Page MenuHomePhabricator

Mismatch finder incorrectly capitalizes values
Closed, ResolvedPublicBUG REPORT

Description

Steps to replicate the issue (include links if applicable):

What happens?:
Value is Tt2953050

What should have happened instead?:
Value is tt2953050

Software version (skip for WMF-hosted wikis like Wikipedia):

Other information (browser name/version, screenshots, etc.):

Event Timeline

https://mismatch-finder.toolforge.org/results?ids=Q103372692

I only get this message:

No mismatches have been found for: Encanto (Q103372692)

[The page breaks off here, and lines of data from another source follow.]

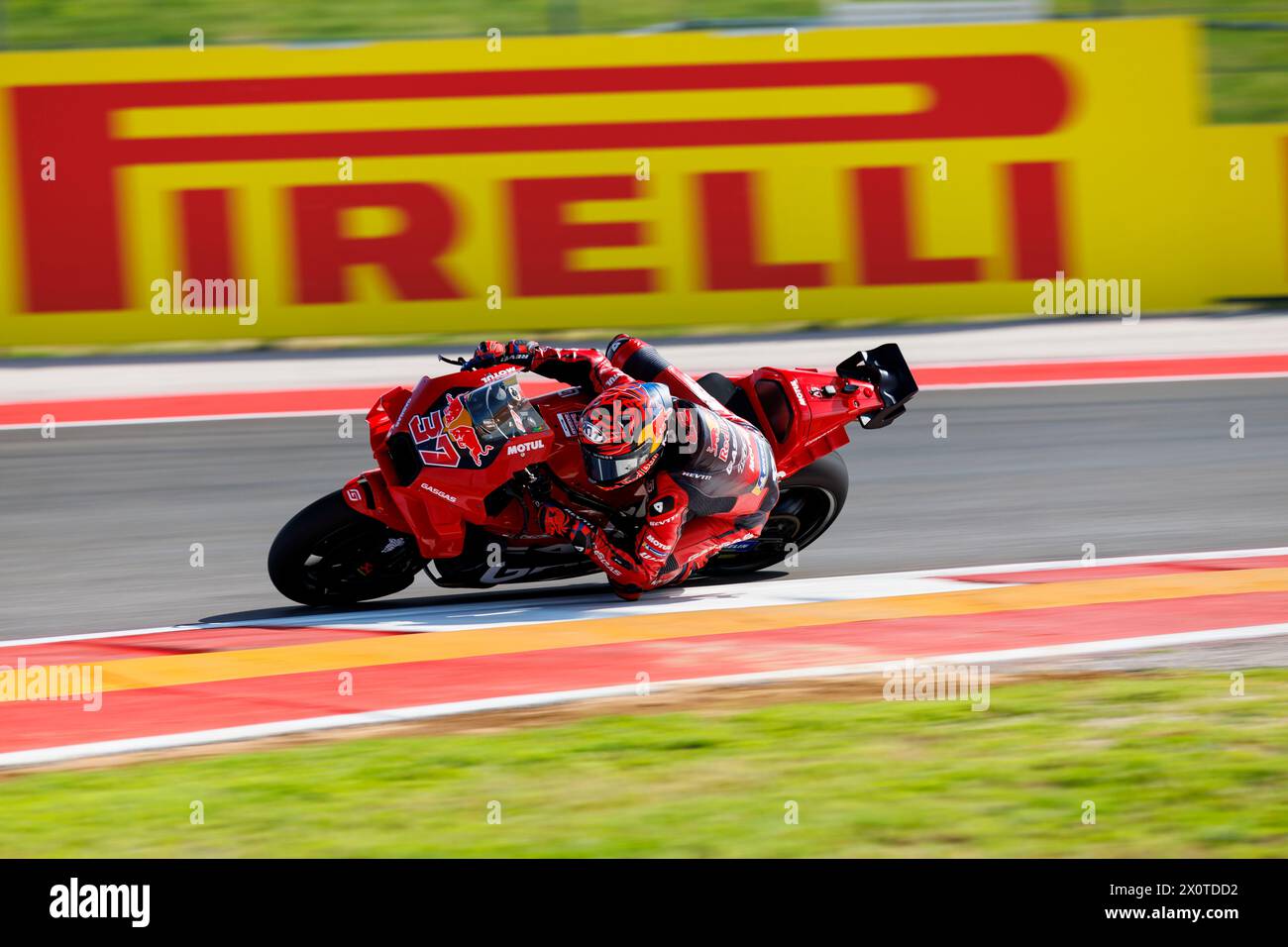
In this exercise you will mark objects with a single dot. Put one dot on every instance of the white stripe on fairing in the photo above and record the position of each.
(56, 754)
(439, 617)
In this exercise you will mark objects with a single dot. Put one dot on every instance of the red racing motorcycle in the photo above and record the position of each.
(462, 460)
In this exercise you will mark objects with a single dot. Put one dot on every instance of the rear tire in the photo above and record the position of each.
(330, 554)
(809, 501)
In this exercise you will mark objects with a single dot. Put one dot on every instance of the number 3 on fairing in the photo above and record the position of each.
(430, 431)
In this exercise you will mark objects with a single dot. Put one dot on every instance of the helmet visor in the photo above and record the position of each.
(601, 470)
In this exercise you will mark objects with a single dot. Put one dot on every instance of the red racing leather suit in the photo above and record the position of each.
(715, 486)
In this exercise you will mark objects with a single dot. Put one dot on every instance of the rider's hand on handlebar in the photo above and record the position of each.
(514, 352)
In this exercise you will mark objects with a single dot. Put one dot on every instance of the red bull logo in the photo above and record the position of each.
(460, 428)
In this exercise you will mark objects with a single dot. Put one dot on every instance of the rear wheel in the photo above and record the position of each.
(809, 501)
(331, 554)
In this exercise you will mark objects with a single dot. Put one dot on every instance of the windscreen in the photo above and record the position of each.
(498, 411)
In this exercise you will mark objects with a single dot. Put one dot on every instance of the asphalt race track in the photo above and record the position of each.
(99, 521)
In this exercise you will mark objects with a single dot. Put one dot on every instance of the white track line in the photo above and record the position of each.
(945, 386)
(58, 754)
(469, 615)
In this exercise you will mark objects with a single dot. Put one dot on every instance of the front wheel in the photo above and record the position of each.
(330, 554)
(809, 501)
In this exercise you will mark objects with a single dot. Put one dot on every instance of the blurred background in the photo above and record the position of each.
(1247, 40)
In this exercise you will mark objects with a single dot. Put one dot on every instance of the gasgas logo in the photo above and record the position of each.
(75, 249)
(523, 449)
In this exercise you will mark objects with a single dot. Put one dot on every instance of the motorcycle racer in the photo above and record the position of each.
(708, 474)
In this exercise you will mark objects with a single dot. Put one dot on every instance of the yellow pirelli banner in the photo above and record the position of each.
(635, 182)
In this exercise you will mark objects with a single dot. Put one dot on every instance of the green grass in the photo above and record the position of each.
(1236, 95)
(1175, 766)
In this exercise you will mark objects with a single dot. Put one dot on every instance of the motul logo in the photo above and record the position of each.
(527, 446)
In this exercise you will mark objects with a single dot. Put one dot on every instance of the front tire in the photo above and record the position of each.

Did the mismatches already expire?

No, looks like the two existing mismatches for that item ID got reviewed (one as “none”, the other as “external”, but neither is “pending” anymore).

https://mismatch-finder.toolforge.org/results?ids=Q20979182 has the same example. There are many like this so using "random mismatches" should give you some example even if this one is reviewed.

And are we sure that the values got capitalized by Mismatch Finder? The CSV file stored on Toolforge has the Tt capitalized as well:

tools.mismatch-finder@tools-sgebastion-10:~/mismatch-finder-repo$ grep Q20979182 storage/app/mismatch-files/20221024_175148-mismatch-upload.12920334.csv 
"Q20979182$01B4F040-9F10-4D50-B42E-F8BBA1F9C5C2","P345","Tt2091256","2091256","http://en.wikipedia.org/wiki/Captain_Underpants:_The_First_Epic_Movie"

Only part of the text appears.